In [111]:
import argparse

import numpy as np
import pandas as pd
import torch
import torch.nn as nn
import torch.optim as optim
from sklearn.metrics import accuracy_score, confusion_matrix
from torch.utils.data import DataLoader, Dataset
from sklearn.metrics import accuracy_score, confusion_matrix
from sklearn.preprocessing import StandardScaler

In [112]:
from google.colab import drive
drive.mount('/content/drive')

Drive already mounted at /content/drive; to attempt to forcibly remount, call drive.mount("/content/drive", force_remount=True).


In [113]:
def load_data(train_csv, val_csv, test_csv):
    # Загрузка данных
    train_data = pd.read_csv('/content/drive/MyDrive/ML_2024/hw_1/train.csv')
    val_data = pd.read_csv('/content/drive/MyDrive/ML_2024/hw_1/val.csv')
    test_data = pd.read_csv('/content/drive/MyDrive/ML_2024/hw_1/test.csv')

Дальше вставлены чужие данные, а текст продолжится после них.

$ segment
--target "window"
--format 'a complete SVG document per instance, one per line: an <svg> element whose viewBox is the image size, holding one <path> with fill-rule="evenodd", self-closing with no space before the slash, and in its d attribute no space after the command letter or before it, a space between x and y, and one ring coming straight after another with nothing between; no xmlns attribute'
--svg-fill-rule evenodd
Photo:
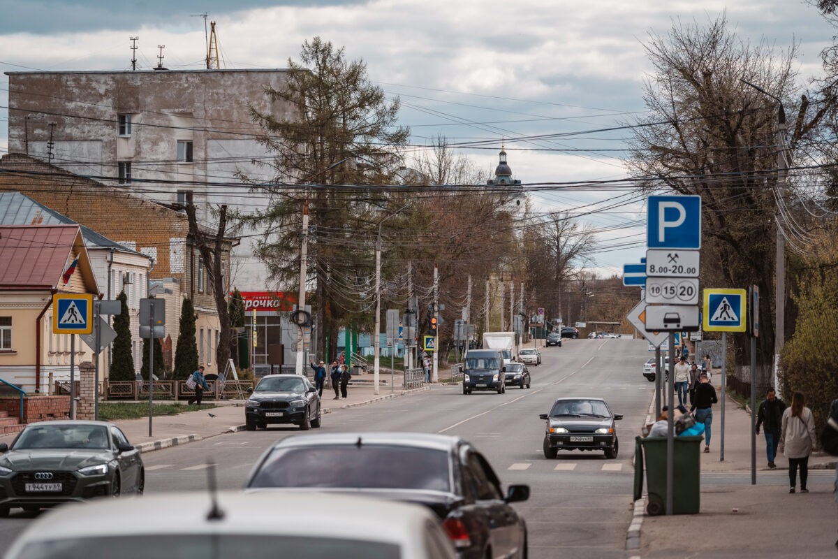
<svg viewBox="0 0 838 559"><path fill-rule="evenodd" d="M192 140L178 140L178 161L192 161Z"/></svg>
<svg viewBox="0 0 838 559"><path fill-rule="evenodd" d="M0 350L12 349L12 317L0 317Z"/></svg>
<svg viewBox="0 0 838 559"><path fill-rule="evenodd" d="M131 162L120 161L119 166L119 184L131 184Z"/></svg>
<svg viewBox="0 0 838 559"><path fill-rule="evenodd" d="M131 115L116 115L116 133L131 136Z"/></svg>

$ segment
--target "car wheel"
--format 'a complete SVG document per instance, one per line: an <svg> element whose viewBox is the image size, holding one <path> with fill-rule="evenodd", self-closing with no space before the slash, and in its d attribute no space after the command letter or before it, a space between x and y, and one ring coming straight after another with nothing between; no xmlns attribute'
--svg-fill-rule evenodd
<svg viewBox="0 0 838 559"><path fill-rule="evenodd" d="M617 453L620 451L620 442L617 438L614 439L614 445L610 448L605 449L605 458L609 460L613 460L617 458Z"/></svg>
<svg viewBox="0 0 838 559"><path fill-rule="evenodd" d="M559 451L556 448L550 446L550 437L544 437L544 458L547 458L548 460L552 460L553 458L555 458L558 455L558 453L559 453Z"/></svg>

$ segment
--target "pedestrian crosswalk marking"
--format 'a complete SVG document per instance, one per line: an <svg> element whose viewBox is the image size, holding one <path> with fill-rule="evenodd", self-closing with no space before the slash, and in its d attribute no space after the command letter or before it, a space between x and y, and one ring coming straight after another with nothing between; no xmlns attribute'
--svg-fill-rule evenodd
<svg viewBox="0 0 838 559"><path fill-rule="evenodd" d="M559 470L561 472L570 472L571 470L576 469L576 466L577 465L574 463L556 464L556 468L554 468L553 469Z"/></svg>

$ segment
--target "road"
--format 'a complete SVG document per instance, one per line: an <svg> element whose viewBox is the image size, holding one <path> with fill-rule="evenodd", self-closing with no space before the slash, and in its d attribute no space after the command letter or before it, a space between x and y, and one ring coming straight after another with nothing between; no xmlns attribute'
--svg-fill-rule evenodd
<svg viewBox="0 0 838 559"><path fill-rule="evenodd" d="M631 453L634 435L653 394L640 374L645 342L631 339L565 340L541 348L542 364L530 367L532 387L466 396L458 386L432 390L323 417L320 431L414 431L456 435L473 443L506 484L529 484L530 500L516 504L530 531L530 556L608 558L625 556L631 520ZM541 450L544 422L560 396L605 398L624 418L618 423L622 448L617 459L601 453L563 452L546 460ZM217 464L218 486L244 484L258 457L296 427L241 432L159 450L143 456L147 493L205 490L207 464ZM305 436L304 434L303 436ZM13 510L0 522L5 546L35 514Z"/></svg>

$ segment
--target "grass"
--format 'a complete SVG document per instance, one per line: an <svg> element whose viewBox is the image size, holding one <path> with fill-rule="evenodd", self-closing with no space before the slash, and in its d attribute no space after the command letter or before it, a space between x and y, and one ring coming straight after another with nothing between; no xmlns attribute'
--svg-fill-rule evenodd
<svg viewBox="0 0 838 559"><path fill-rule="evenodd" d="M210 410L215 404L201 404L199 409ZM184 411L199 409L186 404L154 404L155 416L176 416ZM111 402L99 404L99 419L112 422L120 419L139 419L148 417L148 402Z"/></svg>

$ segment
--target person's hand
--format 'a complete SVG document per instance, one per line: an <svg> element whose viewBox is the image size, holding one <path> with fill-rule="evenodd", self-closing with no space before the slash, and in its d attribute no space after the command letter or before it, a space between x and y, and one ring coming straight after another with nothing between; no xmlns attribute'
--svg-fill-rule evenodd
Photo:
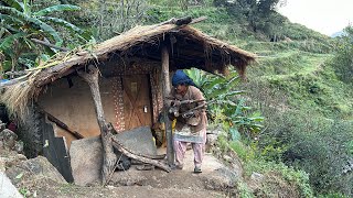
<svg viewBox="0 0 353 198"><path fill-rule="evenodd" d="M180 102L180 100L173 100L173 101L171 102L171 105L178 107L178 106L181 105L181 102Z"/></svg>
<svg viewBox="0 0 353 198"><path fill-rule="evenodd" d="M189 111L189 112L183 113L183 114L182 114L182 118L184 118L184 119L189 119L189 118L194 117L194 116L195 116L195 113L194 113L194 112Z"/></svg>

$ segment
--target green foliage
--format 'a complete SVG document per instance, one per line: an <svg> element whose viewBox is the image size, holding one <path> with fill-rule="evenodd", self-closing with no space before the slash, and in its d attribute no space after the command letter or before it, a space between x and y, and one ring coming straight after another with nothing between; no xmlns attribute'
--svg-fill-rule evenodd
<svg viewBox="0 0 353 198"><path fill-rule="evenodd" d="M254 32L264 32L269 37L278 32L285 18L275 11L279 0L215 0L214 4L225 7L234 18L244 18Z"/></svg>
<svg viewBox="0 0 353 198"><path fill-rule="evenodd" d="M353 26L347 26L338 40L335 57L331 64L342 81L353 85Z"/></svg>
<svg viewBox="0 0 353 198"><path fill-rule="evenodd" d="M83 30L74 24L55 16L47 16L54 12L77 11L79 7L72 4L60 4L44 8L39 11L33 10L31 1L23 2L17 0L6 0L4 6L0 6L0 22L3 24L0 28L0 52L4 55L4 62L11 62L11 70L31 68L35 63L35 58L44 53L53 55L56 51L38 46L31 38L47 40L55 45L61 46L63 40L55 30L55 25L66 29L73 35L86 41L90 38ZM23 56L26 53L35 53L36 56ZM25 63L25 64L23 64ZM19 65L22 66L19 67Z"/></svg>
<svg viewBox="0 0 353 198"><path fill-rule="evenodd" d="M281 150L275 161L303 169L310 174L310 184L317 193L328 190L351 195L353 179L343 175L343 166L353 157L349 141L353 139L352 124L321 119L308 112L272 114L276 123L268 123L260 135L258 148L270 160L269 146Z"/></svg>
<svg viewBox="0 0 353 198"><path fill-rule="evenodd" d="M239 84L239 76L233 72L226 78L206 75L197 69L186 70L186 74L201 88L207 99L207 111L212 121L221 122L229 128L232 140L237 140L239 132L248 139L256 136L264 120L259 112L248 113L249 107L245 99L236 96L244 90L235 90Z"/></svg>

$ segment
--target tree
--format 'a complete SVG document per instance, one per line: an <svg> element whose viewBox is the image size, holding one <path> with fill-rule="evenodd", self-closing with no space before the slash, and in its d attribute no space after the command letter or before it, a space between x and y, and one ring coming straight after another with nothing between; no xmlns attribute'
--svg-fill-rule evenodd
<svg viewBox="0 0 353 198"><path fill-rule="evenodd" d="M263 32L272 36L276 28L284 19L276 12L278 4L285 6L286 0L214 0L216 7L225 7L232 15L245 18L254 32Z"/></svg>
<svg viewBox="0 0 353 198"><path fill-rule="evenodd" d="M0 52L4 55L2 64L4 70L8 70L9 67L12 72L21 69L21 66L22 69L33 67L38 57L55 53L54 48L39 46L32 40L36 38L61 46L63 38L54 25L64 28L83 41L89 38L88 34L74 24L50 16L54 12L77 11L79 7L57 4L34 11L29 0L23 0L23 2L2 0L0 2Z"/></svg>

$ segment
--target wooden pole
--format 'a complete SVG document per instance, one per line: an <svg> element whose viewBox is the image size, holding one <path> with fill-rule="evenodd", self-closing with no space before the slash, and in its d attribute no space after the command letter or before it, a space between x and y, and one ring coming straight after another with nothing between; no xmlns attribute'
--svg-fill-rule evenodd
<svg viewBox="0 0 353 198"><path fill-rule="evenodd" d="M165 124L165 134L167 134L167 160L168 165L174 165L174 147L173 147L173 134L171 121L168 117L168 100L167 96L170 94L170 78L169 78L169 52L165 45L162 46L161 52L162 57L162 79L163 79L163 116L164 116L164 124Z"/></svg>
<svg viewBox="0 0 353 198"><path fill-rule="evenodd" d="M117 162L117 156L113 148L113 131L114 128L105 119L98 77L99 70L93 65L89 65L87 70L78 70L78 76L81 76L89 86L93 100L95 102L95 110L97 114L97 121L100 129L100 139L103 145L103 168L101 168L101 183L106 185L109 182L109 175L114 172L115 164Z"/></svg>

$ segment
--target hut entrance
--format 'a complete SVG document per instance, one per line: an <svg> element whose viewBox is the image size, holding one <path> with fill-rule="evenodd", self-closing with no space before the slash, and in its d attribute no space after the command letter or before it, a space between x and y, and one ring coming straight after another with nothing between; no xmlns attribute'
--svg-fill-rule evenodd
<svg viewBox="0 0 353 198"><path fill-rule="evenodd" d="M125 130L152 125L151 89L148 75L122 77Z"/></svg>

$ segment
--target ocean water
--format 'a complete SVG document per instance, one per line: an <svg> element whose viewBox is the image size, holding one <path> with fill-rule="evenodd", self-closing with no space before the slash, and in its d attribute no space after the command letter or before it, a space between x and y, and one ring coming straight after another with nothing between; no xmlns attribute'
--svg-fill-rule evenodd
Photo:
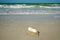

    # Опредение признаков и целевой переменной
    features = [col for col in train_data.columns if col.startswith('y')]
    target = 'order0'

    X_train = train_data[features].values
    y_train = train_data[target].values
    X_val = val_data[features].values
    y_val = val_data[target].values
    X_test = test_data[features].values

    # Нормализация данных
    scaler = StandardScaler()
    X_train = scaler.fit_transform(X_train)
    X_val = scaler.transform(X_val)
    X_test = scaler.transform(X_test)

    return X_train, y_train, X_val, y_val, X_test


In [114]:
# Создание PyTorch Dataset
class StarDataset(Dataset):
    def __init__(self, features, targets=None):
        self.features = torch.tensor(features, dtype=torch.float32)
        self.targets = torch.tensor(targets, dtype=torch.long) if targets is not None else None

    def __len__(self):
        return len(self.features)

    def __getitem__(self, idx):
        if self.targets is not None:
            return self.features[idx], self.targets[idx]
        return self.features[idx]


In [115]:
# Построение модели
class MLP(nn.Module):
    def __init__(self, input_size, num_classes):
        super(MLP, self).__init__()
        self.model = nn.Sequential(
            nn.Linear(input_size, 128),
            nn.ReLU(),
            nn.Linear(128, 64),
            nn.ReLU(),
            nn.Linear(64, num_classes)
        )

    def forward(self, x):
        return self.model(x)

In [116]:
def init_model(input_size, lr):
    model = MLP(input_size, num_classes=3)
    criterion = nn.CrossEntropyLoss()
    optimizer = optim.Adam(model.parameters(), lr=lr)
    return model, criterion, optimizer


In [117]:
def evaluate(model, X, y):
    model.eval()
    dataset = StarDataset(X, y)
    loader = DataLoader(dataset, batch_size=64, shuffle=False)

    predictions = []
    targets = []
    with torch.no_grad():
        for X_batch, y_batch in loader:
            outputs = model(X_batch)
            preds = torch.argmax(outputs, dim=1).numpy()
            predictions.extend(preds)
            targets.extend(y_batch.numpy())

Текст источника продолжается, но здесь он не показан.